Color-Changing Mood Ring

As Confucius once said, “Real knowledge is to know the extent of one’s ignorance.” While there were many products in the 1990s that promised individual enlightenment, none were as convenient or cute as the color-changing mood ring. Marketed as a way to put us in touch with our emotional selves, mood rings revealed our inner emotional state via a color-changing stone in a ring setting. Created by New York inventors Josh Reynolds and Maris Ambats in 1975, the original mood ring retailed for $45. In the 1990s, mood rings went through a bit of a revival, and cheaper materials and fabrications made them easier to mass-produce. 

Mood ring stones were traditionally round or oval and set in a silver-colored ring setting. The actual stone contained thermochromic liquid crystals, which would change colors based on the temperature of the person wearing them. An accompanying chart would help the wearer determine the meaning associated with the color of their ring. Amber was correlated with feelings of nervousness and feeling unsettled. At the same time, green and blue were the baseline colors for calm and relaxed. A violet-colored ring meant that you were passionate, very happy or excited, and grey and black indicated anxiety or unhappiness. A black ring could also suggest that your ring was broken. 
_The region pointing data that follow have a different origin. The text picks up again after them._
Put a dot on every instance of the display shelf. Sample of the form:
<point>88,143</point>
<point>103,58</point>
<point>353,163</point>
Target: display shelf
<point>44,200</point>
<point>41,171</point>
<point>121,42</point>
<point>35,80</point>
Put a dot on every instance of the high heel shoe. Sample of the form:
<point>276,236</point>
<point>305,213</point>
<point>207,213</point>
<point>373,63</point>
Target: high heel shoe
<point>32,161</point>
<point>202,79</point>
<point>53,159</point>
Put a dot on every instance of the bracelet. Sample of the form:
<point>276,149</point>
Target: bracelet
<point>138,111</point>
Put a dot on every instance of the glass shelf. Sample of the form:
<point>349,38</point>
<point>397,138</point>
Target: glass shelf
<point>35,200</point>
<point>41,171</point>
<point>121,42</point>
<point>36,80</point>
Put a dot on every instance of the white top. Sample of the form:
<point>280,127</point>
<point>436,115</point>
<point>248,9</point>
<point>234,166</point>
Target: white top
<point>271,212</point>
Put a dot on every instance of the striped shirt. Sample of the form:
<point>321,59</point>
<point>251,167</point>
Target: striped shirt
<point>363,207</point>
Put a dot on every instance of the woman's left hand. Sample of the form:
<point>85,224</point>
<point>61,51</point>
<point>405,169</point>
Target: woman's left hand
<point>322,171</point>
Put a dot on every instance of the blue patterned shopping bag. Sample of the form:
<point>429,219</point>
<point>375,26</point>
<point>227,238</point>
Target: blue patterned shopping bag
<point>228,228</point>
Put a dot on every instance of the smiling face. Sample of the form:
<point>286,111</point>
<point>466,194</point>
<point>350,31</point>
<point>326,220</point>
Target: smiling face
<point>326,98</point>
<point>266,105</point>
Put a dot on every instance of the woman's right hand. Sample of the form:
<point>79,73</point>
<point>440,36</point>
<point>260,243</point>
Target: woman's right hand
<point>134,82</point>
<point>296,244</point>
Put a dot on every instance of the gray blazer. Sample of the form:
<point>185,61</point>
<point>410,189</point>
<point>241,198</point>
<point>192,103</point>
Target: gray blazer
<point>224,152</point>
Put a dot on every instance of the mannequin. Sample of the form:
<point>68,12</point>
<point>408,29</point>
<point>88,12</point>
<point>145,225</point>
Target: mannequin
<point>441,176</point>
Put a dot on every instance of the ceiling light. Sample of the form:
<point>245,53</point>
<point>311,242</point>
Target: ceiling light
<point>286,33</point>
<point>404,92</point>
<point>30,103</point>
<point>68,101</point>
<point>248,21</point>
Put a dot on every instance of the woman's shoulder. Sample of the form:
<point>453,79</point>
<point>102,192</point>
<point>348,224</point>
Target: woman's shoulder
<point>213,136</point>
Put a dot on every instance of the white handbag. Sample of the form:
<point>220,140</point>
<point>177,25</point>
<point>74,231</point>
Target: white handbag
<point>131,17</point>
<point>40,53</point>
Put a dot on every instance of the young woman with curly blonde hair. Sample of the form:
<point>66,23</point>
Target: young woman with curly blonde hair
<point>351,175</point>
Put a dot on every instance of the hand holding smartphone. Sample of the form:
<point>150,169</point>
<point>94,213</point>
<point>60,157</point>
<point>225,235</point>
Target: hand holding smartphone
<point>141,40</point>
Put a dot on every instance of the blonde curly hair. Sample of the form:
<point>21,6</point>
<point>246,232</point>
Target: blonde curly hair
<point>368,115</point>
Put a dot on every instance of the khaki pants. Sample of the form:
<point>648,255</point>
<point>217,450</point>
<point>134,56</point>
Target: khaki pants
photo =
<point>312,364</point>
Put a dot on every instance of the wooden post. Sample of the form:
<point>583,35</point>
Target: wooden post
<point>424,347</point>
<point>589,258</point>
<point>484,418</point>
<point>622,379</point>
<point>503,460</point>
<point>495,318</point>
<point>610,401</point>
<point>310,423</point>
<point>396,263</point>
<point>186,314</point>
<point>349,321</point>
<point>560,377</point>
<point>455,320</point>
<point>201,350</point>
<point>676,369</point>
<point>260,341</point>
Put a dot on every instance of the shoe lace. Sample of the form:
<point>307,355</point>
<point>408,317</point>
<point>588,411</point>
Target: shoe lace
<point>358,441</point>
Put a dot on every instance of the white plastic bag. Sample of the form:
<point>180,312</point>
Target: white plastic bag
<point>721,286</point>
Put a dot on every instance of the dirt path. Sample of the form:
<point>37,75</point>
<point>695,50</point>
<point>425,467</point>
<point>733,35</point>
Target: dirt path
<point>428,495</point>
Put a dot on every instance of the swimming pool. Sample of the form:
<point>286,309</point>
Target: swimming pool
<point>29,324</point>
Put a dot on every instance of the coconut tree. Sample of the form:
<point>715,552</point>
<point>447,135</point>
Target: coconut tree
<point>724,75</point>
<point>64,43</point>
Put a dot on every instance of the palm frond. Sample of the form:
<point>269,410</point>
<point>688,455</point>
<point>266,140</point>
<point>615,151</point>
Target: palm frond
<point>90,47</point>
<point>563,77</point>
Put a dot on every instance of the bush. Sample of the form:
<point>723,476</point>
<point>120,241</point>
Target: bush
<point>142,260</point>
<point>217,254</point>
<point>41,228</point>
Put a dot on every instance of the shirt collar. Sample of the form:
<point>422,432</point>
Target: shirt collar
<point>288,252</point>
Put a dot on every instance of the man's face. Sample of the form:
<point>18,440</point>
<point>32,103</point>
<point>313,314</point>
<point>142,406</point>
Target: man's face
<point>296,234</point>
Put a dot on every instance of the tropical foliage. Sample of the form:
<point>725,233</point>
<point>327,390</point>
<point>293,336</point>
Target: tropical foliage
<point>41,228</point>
The original idea for the ring was based partially on science. Changes in internal body temperature can be associated with a range of different emotions. As the ring color responded to the warmth of the wearer, it theoretically could be aligned with the corresponding emotional temperature. However, creators did not control for external temperatures, and, in general, jewelry is a poor indicator of the complexities of the human heart.